To determine the best choice for your application, begin with a cost analysis that evaluates the space to be pressurized and compare the two filtration technologies (i.e., HVAC vs. dust collection filters). What will be the initial cost of the equipment/hardware and the filters themselves? What will be the cost of electrical energy required to operate the system? What is the life expectancy of the filters under the anticipated dust loading conditions? Based on expected changeout frequency, you can arrive at an annual cost estimate that takes into account not only the price of the filters but such factors as labor cost to change the filters, equipment downtime, inventory, disposal, etc.

If you are in a highly regulated industry, there may also be restrictions as to what types of filters or what level of filtration will comply with industry standards. This may be true for food-grade or pharamceutical-grade applications.

Dust collection equipment selection

If your analysis determines that dust collection is the most cost-effective approach, here are some general guidelines on the types of equipment best suited to pressurizing.

Type of dust collector: Cartridge style dust collectors are the system of choice because they typically offer much higher filtering efficiencies than traditional baghouse collectors, a necessity when protecting workers or sensitive equipment from high levels of fine dust. Cartridge collectors also operate at lower pressure drop, for more efficient performance. The dust collector will be located outdoors, so make sure it is equipped with weather-resistant components and controls.

Wet scrubbers: When pressurizing to protect a space from gaseous contaminants, a wet scrubber system should be used. If dust is present, however, you will still need the cartridge dust collector for particulate filtration installed upstream of the wet scrubber.

Filter media: A very-high-efficiency filter (MERV 15 or 16) is recommended for pressurizing applications. Cartridge filters using nano fiber or other high-efficiency filtration media are especially well suited to this use.
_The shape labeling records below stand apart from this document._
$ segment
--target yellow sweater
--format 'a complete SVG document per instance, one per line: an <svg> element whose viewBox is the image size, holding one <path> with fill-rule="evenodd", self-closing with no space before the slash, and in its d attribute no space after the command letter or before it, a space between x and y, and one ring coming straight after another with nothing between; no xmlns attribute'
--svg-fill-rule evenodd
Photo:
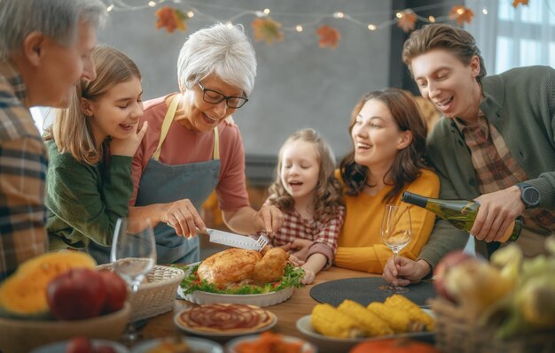
<svg viewBox="0 0 555 353"><path fill-rule="evenodd" d="M336 175L340 180L339 171L336 171ZM338 267L371 273L383 272L387 259L393 256L391 249L382 242L379 235L386 205L382 199L391 188L386 187L374 196L364 193L357 196L345 196L345 223L340 233L339 248L335 255L335 265ZM434 173L423 170L420 177L404 190L435 198L440 192L440 180ZM392 203L398 203L401 195ZM423 208L413 206L410 209L410 218L412 240L400 254L414 260L430 236L435 216Z"/></svg>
Typically, an outer layer of extra filtration fibers will ensure the maximum efficiency of the media from the very first day. This technology increases the efficiency and allows maximum filtration with low pressure drop, thus improving the energy performance of the system.

Don’t rely solely on MERV values or filter efficiency percentages to predict performance, however. Although these measures are useful for comparing different filters, it is more important to ascertain that emissions will be at or below required thresholds. Ask the filter manufacturer for a written guarantee of emissions performance stated as grains per cubic foot.

As noted, cartridge filters will need infrequent change-out in pressurizing applications, but it is good practice to replace filters every two to three years. An older filter may develop a hole or leak after time and will no longer deliver the guaranteed efficiency.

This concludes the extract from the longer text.